I have some experience with air-source heat pumps. I advised a colleague who’d gotten himself into a pickle by installing resistance heat in a new home in Laramie here when he could not get a natural gas line to his property. His winter heating bills were eye-watering. I explained how he could retrofit an air-sourced heat-pump in the house. This dropped his bills to about a third of what they were, but they still exceeded mine even though my home is larger and older.

I owned two homes, one in the Pacific NW and one here in Wyoming (Cheyenne) where I added the hardware needed to run central air as a heat pump.

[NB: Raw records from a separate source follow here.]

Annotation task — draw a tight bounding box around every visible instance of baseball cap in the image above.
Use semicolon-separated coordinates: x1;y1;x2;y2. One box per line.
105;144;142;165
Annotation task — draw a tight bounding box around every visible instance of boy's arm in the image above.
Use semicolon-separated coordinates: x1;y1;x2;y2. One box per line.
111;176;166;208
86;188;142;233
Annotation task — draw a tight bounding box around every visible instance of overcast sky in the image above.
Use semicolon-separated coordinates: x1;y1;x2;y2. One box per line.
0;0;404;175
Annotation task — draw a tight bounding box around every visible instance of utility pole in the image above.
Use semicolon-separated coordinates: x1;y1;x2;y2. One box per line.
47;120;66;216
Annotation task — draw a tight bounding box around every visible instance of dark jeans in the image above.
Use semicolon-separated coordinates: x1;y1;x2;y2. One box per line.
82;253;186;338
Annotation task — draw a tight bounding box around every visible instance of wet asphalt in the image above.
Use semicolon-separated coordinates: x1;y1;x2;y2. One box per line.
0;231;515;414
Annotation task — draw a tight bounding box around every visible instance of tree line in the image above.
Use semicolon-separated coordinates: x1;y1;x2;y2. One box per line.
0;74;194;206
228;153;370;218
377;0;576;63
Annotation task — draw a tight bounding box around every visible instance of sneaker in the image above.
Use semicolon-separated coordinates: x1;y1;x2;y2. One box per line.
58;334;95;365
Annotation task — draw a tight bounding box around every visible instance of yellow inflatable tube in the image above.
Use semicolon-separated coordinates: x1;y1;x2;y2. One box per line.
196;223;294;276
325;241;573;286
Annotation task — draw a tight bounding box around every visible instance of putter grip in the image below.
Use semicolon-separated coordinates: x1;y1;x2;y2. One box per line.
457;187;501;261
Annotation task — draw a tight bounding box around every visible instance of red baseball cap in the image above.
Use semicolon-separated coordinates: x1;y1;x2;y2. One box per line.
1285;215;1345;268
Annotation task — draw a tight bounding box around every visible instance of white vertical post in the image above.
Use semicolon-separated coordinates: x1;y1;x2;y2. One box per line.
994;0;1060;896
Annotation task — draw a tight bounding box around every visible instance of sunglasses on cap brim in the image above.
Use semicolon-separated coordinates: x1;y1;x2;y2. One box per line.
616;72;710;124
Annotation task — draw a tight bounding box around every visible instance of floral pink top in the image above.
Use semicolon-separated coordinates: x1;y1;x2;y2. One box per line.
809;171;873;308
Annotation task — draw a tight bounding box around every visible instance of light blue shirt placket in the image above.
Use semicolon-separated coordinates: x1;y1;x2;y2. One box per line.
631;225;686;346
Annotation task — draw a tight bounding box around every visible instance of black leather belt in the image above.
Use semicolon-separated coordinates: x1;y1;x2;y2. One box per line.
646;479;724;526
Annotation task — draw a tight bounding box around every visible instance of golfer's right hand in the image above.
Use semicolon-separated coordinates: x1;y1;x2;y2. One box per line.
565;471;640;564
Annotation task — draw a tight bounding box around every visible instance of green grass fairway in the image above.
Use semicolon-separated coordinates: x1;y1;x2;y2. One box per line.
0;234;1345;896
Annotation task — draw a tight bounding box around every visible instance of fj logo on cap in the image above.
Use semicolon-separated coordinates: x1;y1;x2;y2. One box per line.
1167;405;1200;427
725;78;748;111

Even when conditions should have allowed the heat pump to operate as well as one could hope for neither really kept the home as comfortable as gas heat. There is the additional issue of an air-sourced heat pump needing to expend energy to defrost its evaporator coils in practically any environment. Mine had to do so even in dry old Cheyenne.

Comment on Is New York State Coming After Our Furnaces?

I  had an air to air unit in Michigan . My home was built to DTE specs and I was given a special rate. As I recall it was about 7 cents per kwh. It could not maintain 65 degrees on a cold day so the electric heating coils kicked in even though I was burning wood in a fireplace insert. My monthly electric bill was over 400 bucks. Used about 12 cord annually. I couldn’t get it ripped out fast enough as soon as gas became available! High efficiency furnace resulted in heating bills below 80 bucks. Remember, I’m talking 1989 dollars.

Heat Pumps Could Quadruple Your Electricity Consumption

A contact of mine here in Ontario had recently informed me he had a heat pump installed to replace his furnace and told me his electricity usage had quadrupled* since having the heat pump installed!  Quiring him about the total costs of installation and the potential rebate he informed me the total, including conversion of his service from 100 amp to 200 amp as well as a new hydro line cost almost $21K and his grant rebate will be $7,100 so his net costs will be almost $14K!**  At a current approximate cost of 18 cents/kWh we should suspect that will add somewhere between $1,200 to $2,000 per year to his electricity bill or perhaps about what he was previously paying for a natural gas supply!